Depuis le 1er janvier 2009, du fait de la loi n° 2008-776 du 4 août 2008 de modernisation de l’économie (LME), publiée au Journal Officiel du 5 août 2008, plus aucun capital minimum n’est exigé pour créer une société par actions simplifiée (SAS) ou une société par actions simplifiée unipersonnelle (SASU) [lire le billet SAS à un euro : la société par actions simplifiée vraiment simplifiée !].
Attention toutefois, avoir un capital social trop faible peut présenter des inconvénients et les enjeux doivent être bien maitrisés afin que cet espace de liberté plus grand ne s’avère pas une source de difficultés supplémentaires pour l’entreprise et ses associés. Parmi les risques, nous en soulignerons quelques-uns :
- Le capital social représente, dans la mesure où les associés ne sont responsables que de leurs apports, le montant maximal qu’un associé engage dans l’entreprise. Avec un capital à un euro, cela signifie que les associés ne sont prêts à prendre un risque financier qu’à hauteur d’un euro. Ceci n’est pas de nature à encourager les tiers contractants (fournisseurs..).
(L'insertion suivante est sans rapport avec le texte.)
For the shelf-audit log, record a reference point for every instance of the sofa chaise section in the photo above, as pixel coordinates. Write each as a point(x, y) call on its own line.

- Les banques sont souvent difficiles à convaincre pour un créateur d’entreprise. Elles raisonnent en termes de partage de risque entre les associés et les établissements financiers. Un capital à un euro ne permettra pas d’obtenir un prêt ou un financement court terme sans que la banque ne bénéficie d’une solide garantie sur les fonds prêtés.
- La société risque de se retrouver dans l’incapacité, dès sa création, de faire face à ses dépenses les plus basiques avec son capital, à commencer par le simple paiement des formalités nécessaires à son immatriculation.
- Dans une procédure collective, le tribunal peut, en cas de faute de gestion ayant contribué à une insuffisance d’actif, décider que les dettes de la personne morale seront supportées, en tout ou partie, par tous les dirigeants de droit ou de fait ou par certains d’entre eux, ayant contribué à la faute de gestion (article L.651-2 du Code de Commerce). Comment justifier qu’un dirigeant de société dont le capital ne serait que d’un euro, ou tout autre montant aussi symbolique, ne soit pas responsable dès le début de l’activité d’une sous capitalisation chronique de son activité ? Et que l’insuffisance de financements initiaux a contribué à la défaillance de son entreprise ? La possibilité légale de créer une société avec un montant de capital qui peut être insuffisant par rapport aux besoins de l’entreprise au regard de son activité ne doit pas occulter les risques qui pèsent sur la personne du dirigeant en cas de défaillance.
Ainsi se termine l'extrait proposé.